Hanya melihat laporan laba rugi, ceritanya seperti siklus kripto yang familiar. Harga koin melemah, volatilitas turun, pengguna mengurangi transaksi, dan pendapatan bursa pun menyusut. Tapi di laporan keuangan ini ada alur lain. Menurut pengungkapan Coinbase, pangsa pasar volume perdagangan kriptonya naik menjadi 10,3%, memecahkan rekor menurut versi perusahaan. Di kuartal yang surut, justru mendapatkan lebih banyak aliran.

Siklus Coinbase belum hilang, hanya saja tak lagi sepenuhnya identik dengan siklus perdagangan spot. Pangsa, stablecoin, dan derivatif, kini sedang membagi sumber pendapatan dan likuiditas perusahaan ini menjadi beberapa aliran sungai yang berbeda.

Pasar Dingin, Mengapa Platform Justru Makin Kuat?

Kuartal kedua, volume perdagangan kripto spot global yang digunakan oleh Coinbase turun 25% secara kuartalan.
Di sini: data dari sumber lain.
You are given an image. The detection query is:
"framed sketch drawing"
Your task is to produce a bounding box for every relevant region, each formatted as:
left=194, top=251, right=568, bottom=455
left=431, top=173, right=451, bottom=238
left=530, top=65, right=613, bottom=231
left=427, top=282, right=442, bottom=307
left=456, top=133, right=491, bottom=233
Menurut laporan keuangan perusahaan, pangsa Coinbase pada periode yang sama justru naik dari 9,1% di kuartal pertama menjadi 10,3%. Pendapatan berkurang, bukan berarti posisi relatif platform memburuk.

Perburuan antar bursa bukan memperebutkan kue yang diam. Saat pasar panas, investor ritel membanjir, likuiditas secara alami mengental. Saat pasar sepi, pengguna yang tetap di dalam barulah menguji kedalaman, produk, dan saluran kepatuhan platform. Label terkuat Coinbase sebelumnya adalah pintu masuk patuh regulasi AS, kurva pangsa sekarang menunjukkan, pintu ini sedang menyedot porsi aktivitas perdagangan yang lebih besar.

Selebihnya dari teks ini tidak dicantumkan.